I respectfully dissent. As I concluded in my dissent in Bowen v. Board of Retirement, ante, page 572 [229 Cal. Rptr. 814, 724 P.2d 500], I believe the 1980 amendment to Government Code section 31720 changes the test for service-connected disability retirement benefits, rather than merely clarifying existing law, as the majority concludes. As a result of the majority's holding in Bowen, the issue of retroactive application of the 1980 amendment need not be resolved since a mere clarification of prior law is [42 Cal. 3d 594] an exception to the general rule that statutes are not ordinarily construed to apply retroactively. (Balen v. Peralta Junior College Dist. (1974) 11 Cal. 3d 821, 828, fn. 8 [114 Cal. Rptr. 589, 523 P.2d 629].)

As I indicate in Bowen, the majority has chosen to ignore the clear language of the 1980 amendment and corresponding legislative history, and instead has applied an inappropriate standard for industrial causation, thus avoiding the necessity of construing potential constitutional limitations on the retroactive application of the amendment's new standard. I believe we must recognize the intended change in the 1980 amendment and squarely address the issue of retroactivity in light of that interpretation.

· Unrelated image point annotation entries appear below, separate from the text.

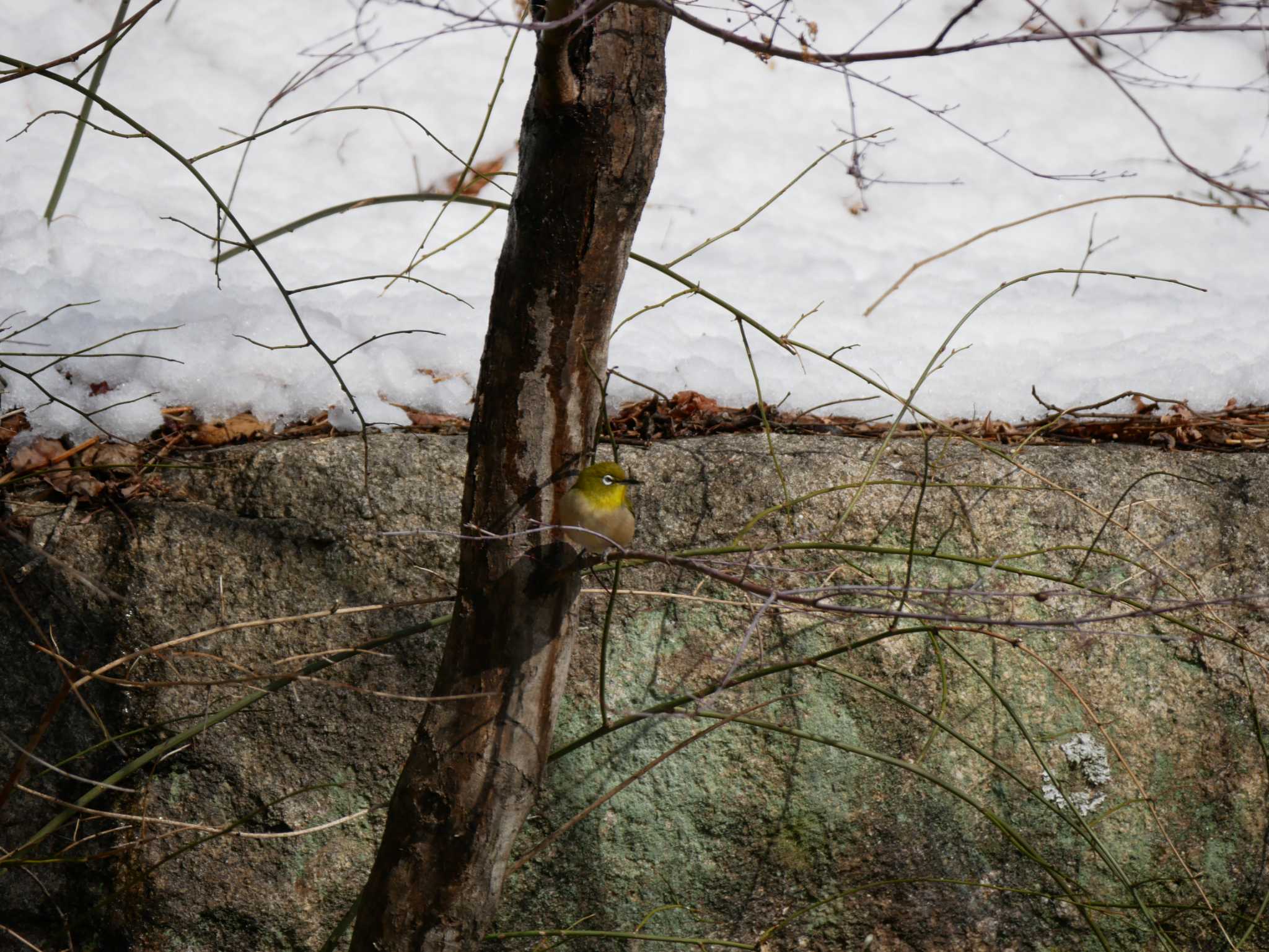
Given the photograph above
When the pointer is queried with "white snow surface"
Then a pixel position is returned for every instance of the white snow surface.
(736, 131)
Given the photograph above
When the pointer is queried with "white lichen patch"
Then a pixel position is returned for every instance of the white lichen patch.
(1087, 756)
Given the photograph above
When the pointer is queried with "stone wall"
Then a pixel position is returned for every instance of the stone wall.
(1146, 728)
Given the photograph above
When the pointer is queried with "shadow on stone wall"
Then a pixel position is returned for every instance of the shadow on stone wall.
(1148, 729)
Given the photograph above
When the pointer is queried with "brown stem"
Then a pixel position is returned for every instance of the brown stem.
(476, 764)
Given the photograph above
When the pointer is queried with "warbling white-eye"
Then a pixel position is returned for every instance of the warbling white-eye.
(598, 502)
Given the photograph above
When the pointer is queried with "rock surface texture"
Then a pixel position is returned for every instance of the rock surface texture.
(1093, 745)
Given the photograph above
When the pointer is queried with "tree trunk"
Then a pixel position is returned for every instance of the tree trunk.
(589, 145)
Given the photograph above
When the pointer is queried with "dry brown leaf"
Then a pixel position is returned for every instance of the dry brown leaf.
(111, 456)
(688, 403)
(217, 433)
(61, 475)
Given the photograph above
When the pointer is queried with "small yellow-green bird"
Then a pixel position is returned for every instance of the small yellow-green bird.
(598, 502)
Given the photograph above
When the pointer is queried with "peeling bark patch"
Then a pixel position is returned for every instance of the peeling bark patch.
(587, 165)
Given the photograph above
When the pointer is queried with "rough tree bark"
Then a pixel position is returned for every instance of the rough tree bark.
(589, 145)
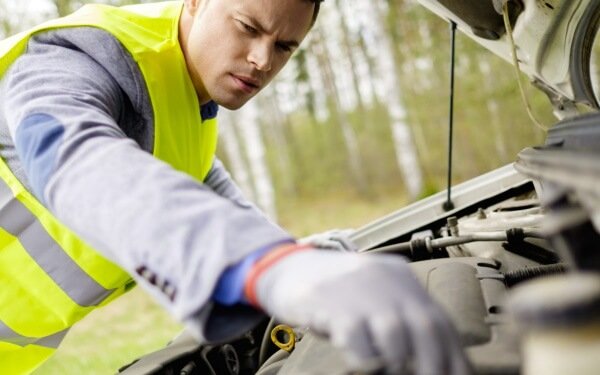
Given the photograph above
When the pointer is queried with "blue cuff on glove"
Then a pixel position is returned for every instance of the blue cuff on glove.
(230, 287)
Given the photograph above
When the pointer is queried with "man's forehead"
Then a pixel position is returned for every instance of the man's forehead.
(294, 16)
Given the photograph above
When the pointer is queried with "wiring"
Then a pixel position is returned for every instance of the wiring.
(439, 243)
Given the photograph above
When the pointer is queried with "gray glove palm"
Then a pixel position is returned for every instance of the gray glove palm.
(335, 239)
(371, 307)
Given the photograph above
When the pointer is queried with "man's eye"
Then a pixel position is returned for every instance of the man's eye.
(249, 29)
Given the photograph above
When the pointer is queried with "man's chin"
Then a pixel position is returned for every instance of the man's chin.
(232, 103)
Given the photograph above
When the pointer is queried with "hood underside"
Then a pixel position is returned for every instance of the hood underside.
(554, 40)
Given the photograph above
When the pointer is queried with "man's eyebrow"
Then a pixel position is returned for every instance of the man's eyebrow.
(257, 25)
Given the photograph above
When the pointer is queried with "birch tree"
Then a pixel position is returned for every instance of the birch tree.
(406, 155)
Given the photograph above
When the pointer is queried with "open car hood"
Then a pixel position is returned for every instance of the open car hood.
(554, 40)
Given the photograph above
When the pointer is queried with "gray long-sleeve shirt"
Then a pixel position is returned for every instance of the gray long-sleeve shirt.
(76, 128)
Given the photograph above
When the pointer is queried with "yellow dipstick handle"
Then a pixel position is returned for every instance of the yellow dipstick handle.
(288, 339)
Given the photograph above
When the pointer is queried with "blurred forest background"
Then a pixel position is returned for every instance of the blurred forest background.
(354, 127)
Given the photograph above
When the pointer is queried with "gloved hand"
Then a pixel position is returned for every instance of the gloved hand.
(335, 239)
(370, 306)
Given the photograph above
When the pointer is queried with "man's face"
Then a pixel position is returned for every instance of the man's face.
(234, 48)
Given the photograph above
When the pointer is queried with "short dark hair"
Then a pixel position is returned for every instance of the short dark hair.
(316, 11)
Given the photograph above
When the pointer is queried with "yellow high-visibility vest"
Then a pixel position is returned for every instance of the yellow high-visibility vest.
(49, 277)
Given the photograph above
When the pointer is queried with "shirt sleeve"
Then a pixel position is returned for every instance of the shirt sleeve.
(62, 109)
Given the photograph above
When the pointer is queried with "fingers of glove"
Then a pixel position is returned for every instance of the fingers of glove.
(353, 337)
(390, 339)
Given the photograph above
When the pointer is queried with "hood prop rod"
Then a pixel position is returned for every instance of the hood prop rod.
(448, 205)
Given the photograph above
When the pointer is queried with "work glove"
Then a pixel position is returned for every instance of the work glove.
(369, 306)
(335, 239)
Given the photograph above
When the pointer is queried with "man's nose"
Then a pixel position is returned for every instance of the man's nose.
(261, 55)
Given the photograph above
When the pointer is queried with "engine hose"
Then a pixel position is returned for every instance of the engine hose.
(514, 277)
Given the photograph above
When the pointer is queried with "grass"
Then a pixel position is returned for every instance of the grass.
(133, 325)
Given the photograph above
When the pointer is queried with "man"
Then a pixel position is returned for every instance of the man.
(108, 137)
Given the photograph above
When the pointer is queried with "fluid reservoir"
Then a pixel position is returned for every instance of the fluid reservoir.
(559, 318)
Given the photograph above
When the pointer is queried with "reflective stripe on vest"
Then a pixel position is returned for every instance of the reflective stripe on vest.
(50, 278)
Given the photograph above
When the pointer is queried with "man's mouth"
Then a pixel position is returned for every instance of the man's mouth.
(245, 83)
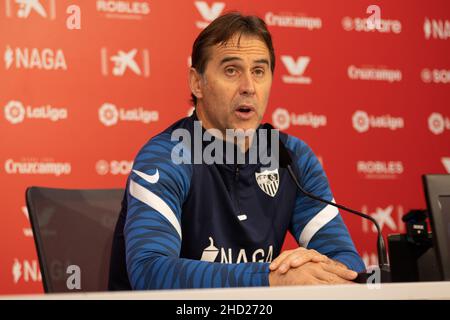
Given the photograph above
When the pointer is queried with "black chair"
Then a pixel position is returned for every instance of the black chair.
(74, 227)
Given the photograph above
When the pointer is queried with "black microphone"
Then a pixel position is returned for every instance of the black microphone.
(285, 161)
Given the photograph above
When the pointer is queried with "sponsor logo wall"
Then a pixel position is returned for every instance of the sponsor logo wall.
(80, 95)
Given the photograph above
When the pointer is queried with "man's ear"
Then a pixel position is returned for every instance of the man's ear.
(195, 83)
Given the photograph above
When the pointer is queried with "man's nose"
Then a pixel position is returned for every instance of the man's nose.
(247, 85)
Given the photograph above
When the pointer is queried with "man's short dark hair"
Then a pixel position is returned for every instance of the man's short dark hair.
(223, 29)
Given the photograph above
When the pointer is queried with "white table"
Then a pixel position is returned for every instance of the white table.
(403, 291)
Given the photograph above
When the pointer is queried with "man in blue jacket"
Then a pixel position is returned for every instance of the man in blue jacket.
(194, 223)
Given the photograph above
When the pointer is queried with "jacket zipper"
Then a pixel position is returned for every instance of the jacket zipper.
(236, 193)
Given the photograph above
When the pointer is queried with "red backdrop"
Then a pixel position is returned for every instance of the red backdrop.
(78, 101)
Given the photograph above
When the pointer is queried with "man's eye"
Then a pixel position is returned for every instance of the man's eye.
(259, 72)
(230, 71)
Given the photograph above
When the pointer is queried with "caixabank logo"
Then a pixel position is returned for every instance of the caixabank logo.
(389, 218)
(25, 9)
(110, 115)
(125, 62)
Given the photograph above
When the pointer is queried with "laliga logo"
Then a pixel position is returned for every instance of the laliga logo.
(14, 112)
(437, 123)
(281, 119)
(360, 121)
(208, 13)
(108, 114)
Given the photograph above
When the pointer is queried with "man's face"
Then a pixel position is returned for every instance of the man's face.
(235, 87)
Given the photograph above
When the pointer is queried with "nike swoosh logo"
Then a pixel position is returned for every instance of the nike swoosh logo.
(147, 177)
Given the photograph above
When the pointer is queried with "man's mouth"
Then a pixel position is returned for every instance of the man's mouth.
(244, 112)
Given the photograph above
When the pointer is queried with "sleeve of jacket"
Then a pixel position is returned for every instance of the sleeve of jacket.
(157, 189)
(316, 225)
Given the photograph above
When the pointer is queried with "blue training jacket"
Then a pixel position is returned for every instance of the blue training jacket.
(188, 225)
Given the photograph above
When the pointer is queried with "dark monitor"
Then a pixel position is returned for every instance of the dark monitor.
(437, 193)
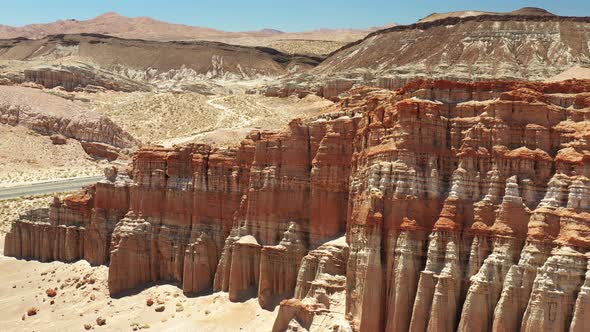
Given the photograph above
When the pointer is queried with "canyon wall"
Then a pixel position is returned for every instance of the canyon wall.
(438, 207)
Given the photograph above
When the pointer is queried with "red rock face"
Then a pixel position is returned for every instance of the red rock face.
(457, 207)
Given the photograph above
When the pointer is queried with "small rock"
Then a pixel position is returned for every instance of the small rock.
(58, 139)
(51, 292)
(101, 321)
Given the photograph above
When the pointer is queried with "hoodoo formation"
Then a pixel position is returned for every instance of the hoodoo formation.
(438, 207)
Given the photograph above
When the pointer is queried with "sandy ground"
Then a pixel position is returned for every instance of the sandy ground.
(82, 297)
(172, 118)
(26, 156)
(311, 47)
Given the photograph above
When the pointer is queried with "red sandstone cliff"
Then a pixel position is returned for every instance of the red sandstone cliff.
(439, 207)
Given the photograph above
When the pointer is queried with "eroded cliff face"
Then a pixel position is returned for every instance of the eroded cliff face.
(438, 207)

FN 1. In this opinion, all statutory references are to the Government Code.

FN 2. Medical records describe Hoffman's illness as a "hysterical syncopal episode," a "transient ischemic attack" and a "cerebrovascular accident."

FN 3. The amount of an employee's pension varies depending on whether the disability is service connected or nonservice connected. (See ยงยง 31727, 31727.4, and 31727.7.)